GSV Diameter, Junctional Reflux

Some payers in the U.S. deny approval for an ablation procedure based on size criteria for the diameter of the GSV or the absence of junctional reflux. Attaran et al. evaluated 242 patients who prospectively underwent GSV ablation as part of the VeClose study and compared outcomes in patients with GSV diameters <5.5mm versus ≥5.5mm. At up to 3 year follow-up, there was no difference in VCSS improvement between the two groups. In fact, GSV diameter poorly correlated with symptom improvement.3

Aurshina conducted a retrospective evaluation of 265 ablation cases at a single center and found no difference in outcomes, whether there was saphenofemoral junction reflux or not.4

Iliocaval Stent Outcomes When Filters are Present

Jayaraj retrospectively compared iliocaval stent outcomes in patients with an existing IVC filter to those without an IVC filter. There was a greater risk of ipsilateral DVT and the need for repeat intervention in the IVC filter group. Though this finding may result from a greater disease burden in the filter group, it may also suggest that IVC filters need to be removed to improve outcomes in iliocaval intervention.5

Iliac Stents, When to Use

The indication for stenting in iliac vein obstruction has received increased attention over recent years. The VIDIO trial prospectively enrolled 100 patients with C4-C6 venous disease, of which 68 were stented based on imaging findings. The study demonstrated the increased sensitivity of IVUS to venography for the detection of venous stenosis. It also reported >54% to be an optimal lumen area stenosis threshold by IVUS to intervene. Clinical outcomes to stenting, however, were disappointing. At six months, only 41% had VCSS improvements of >4 points. In fact, 7.3% had no change, and 13.2% had worsening of VCSS.6

More recently, Jayaraj published a thought-provoking retrospective study on iliofemoral stenting. Their findings appear to suggest that, after stenting, patients with apparently less severe (<50% area) stenosis appear to improve just as much as those with >50% area stenosis. When present, ulcer healing rates were also not significantly different between those groups.7

There clearly remains more to be learned in identifying what constitutes clinically significant stenosis and who will benefit from an iliac stent.

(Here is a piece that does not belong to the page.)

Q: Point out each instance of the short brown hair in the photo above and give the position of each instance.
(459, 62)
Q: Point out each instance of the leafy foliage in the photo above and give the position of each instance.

Dr. Robert Attaran is Associate Professor; Director of Interventional Cardiology Fellowship, Cardiovascular Medicine; and Director Endovascular Fellowship, Cardiovascular Medicine at Yale School of Medicine


1. Brown, C et al. Effect of concomitant deep venous reflux on truncal endovenous ablation outcomes in the Vascular Quality Initiative. J Vasc Surg Venous Lymphat Disord. 2021; 9(2):361-368.e3.
2. Vahaaho S, et al. Three-year results of a randomized controlled trial comparing mechanochemical and thermal ablation in the treatment of insufficient great saphenous veins. J Vasc Surg Venous Lymphat Disord. 2021; 9(3):652-659.
3. Attaran R, et al. Correlation between great saphenous length of treatment zone and diameter with improvement in symptoms after ablation. J Vasc Surg Venous Lymphat Disord. 2021; S2213-333X(21)00099-8.
4. Aurshina A. et al. Location of reflux in the saphenous vein does not affect outcomes of vein ablation. J Vasc surg Venous Lymphat Disord. 2021;9(4):932-937.
5. Jayaraj A, et al. Impact of Presence of Inferior Vena Cava Filter on Iliocaval Stent Outcomes. Ann Vasc Surg. 2020; 68: 166-171.
6. Gagne P, et al. Analysis of threshold stenosis by multiplanar venogram and intravascular ultrasound examination for predicting clinical improvement after iliofemoral vein stenting in the VIDIO trial. J Vasc Surg Venous Lymphat Disord. 2018; 6(1):48-56.e1.
7. Jayaraj A, et al. Utility of the 50% stenosis criterion for patients under-going stenting for chronic iliofemoral venous obstruction. J Vasc Surg Venous Lymphat Disord. 2021; S2213-333X(21)00287-0.